Plant materials and applied treatments
The original plant materials were obtained from the seeds of the third-generation seed-orchard of Chinese fir species in Youxi National Farm, Fujian province. The seeds of each available genotype were planted in pots and the seedlings growth were evaluated. One superior Chinese fir clone (No. 7–14, propagated asexually) was chosen as the study material. Besides its growth rate, the No. 7–14 family has strong drought resistance and nitrogen absorption ability42. The average seedling height was 38.5 cm. Plantlets were grown using a water cultivation method under controlled conditions (16:8 h light: dark regime, 120 μmol m−2 s−1 photon flux; at 25 °C and 60% RH) in a growth chamber (LT-ACC400, China).
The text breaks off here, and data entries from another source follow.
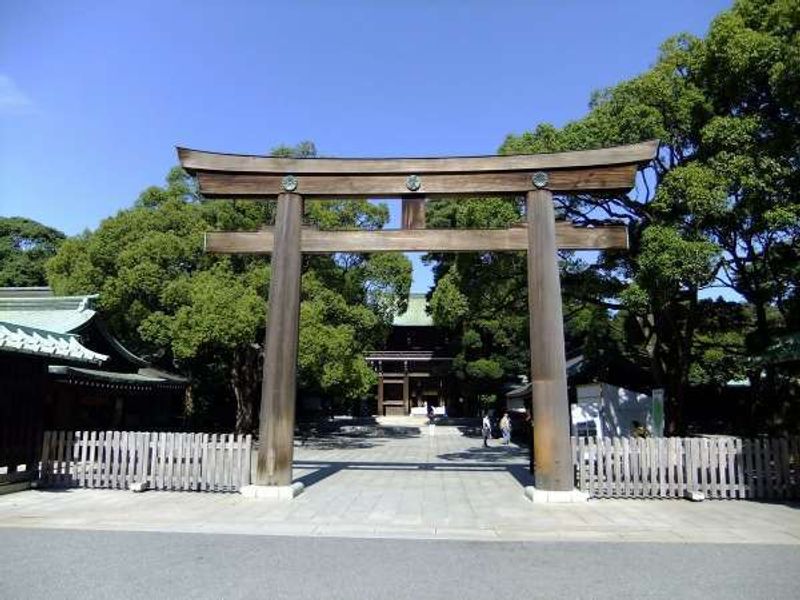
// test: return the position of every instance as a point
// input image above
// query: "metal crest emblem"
(540, 179)
(413, 182)
(289, 183)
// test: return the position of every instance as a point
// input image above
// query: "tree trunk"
(244, 381)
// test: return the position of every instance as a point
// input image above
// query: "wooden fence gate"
(671, 467)
(164, 461)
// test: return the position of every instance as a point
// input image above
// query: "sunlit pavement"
(404, 483)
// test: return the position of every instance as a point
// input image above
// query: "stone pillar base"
(272, 492)
(555, 497)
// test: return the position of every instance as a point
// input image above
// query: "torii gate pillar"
(278, 385)
(551, 435)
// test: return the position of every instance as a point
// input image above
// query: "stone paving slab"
(405, 483)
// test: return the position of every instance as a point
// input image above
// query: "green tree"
(206, 314)
(719, 206)
(25, 246)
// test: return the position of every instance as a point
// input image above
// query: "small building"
(413, 370)
(598, 408)
(60, 368)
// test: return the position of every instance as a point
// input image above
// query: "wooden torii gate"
(537, 176)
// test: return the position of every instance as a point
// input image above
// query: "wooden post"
(551, 441)
(278, 388)
(406, 402)
(380, 394)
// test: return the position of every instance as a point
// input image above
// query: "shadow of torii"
(325, 469)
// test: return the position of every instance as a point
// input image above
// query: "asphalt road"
(42, 563)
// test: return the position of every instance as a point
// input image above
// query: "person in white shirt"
(486, 428)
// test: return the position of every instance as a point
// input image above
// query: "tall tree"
(25, 246)
(719, 206)
(206, 314)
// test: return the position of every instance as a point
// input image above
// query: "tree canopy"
(25, 246)
(206, 314)
(719, 208)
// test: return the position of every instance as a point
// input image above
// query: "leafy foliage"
(206, 315)
(719, 207)
(25, 246)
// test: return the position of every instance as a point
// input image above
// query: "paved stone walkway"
(403, 482)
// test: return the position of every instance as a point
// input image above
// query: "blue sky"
(94, 96)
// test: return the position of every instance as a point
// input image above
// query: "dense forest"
(707, 294)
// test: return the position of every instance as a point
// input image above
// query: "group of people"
(505, 429)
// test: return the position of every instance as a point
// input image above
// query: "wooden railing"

The basic nutrient solution was controlled using a modified Hoagland nutrient solution that contained K2SO4 (0.41 g L−1), Mg2SO4·7H2O (0.49 g L−1), KH2PO4 (0.136 g L−1); H3BO3 (0.286 g L−1), H2MoO4 (0.0623 g L−1), MnCl2·4H2O (0.181 g L−1), CuSO4·5H2O (0.008 g L−1), ZnSO4·7H2O (0.022 g L−1); ferric salts, FeSO4·7H2O (0.278 g L−1), and EDTA-Na2 (0.373 g L−1). Three nitrogen sources were used to provide 4.571 mM: NO3−N from Ca(NO3)2 at 0.3748 g L−1, NH4+-N from (NH4)2SO4 at 0.3016 g L−1, and the combination treatment using NO3−N and NH4+-N from Ca(NO3)2 at 0.1874 g L−1 and (NH4)2SO4 at 0.1508 g L−1. We then added nitrification inhibitor (0.01 mM Dicyandiamide, DCD) to each of these nutrient solutions. In total, eight treatments were applied: CK (normal water + basic nutrient solution without nitrogen), N (NO3−N only), A (NH4+-N only), AN (NO3−N + NH4+-N), P (10% PEG), NP (NO3−N + 10% PEG), AP (NH4+-N + 10% PEG), and ANP (NO3−N + NH4+-N + 10% PEG). After acclimation, plantlets were divided into eight treatment groups; each with three replicates.
Antioxidant enzyme activity and lipid peroxidation determination
Enzyme liquid extraction: Fresh one-year needles (~0.2 g) were homogenized in liquid nitrogen in centrifuge tubes (5 mL) for 15 min, and then phosphate buffer (4 mL, pH = 7) was added. The homogenates were centrifuged at 10,000 g for 20 min at 4 °C. The supernatants were used to determine the antioxidant enzyme activity as described below.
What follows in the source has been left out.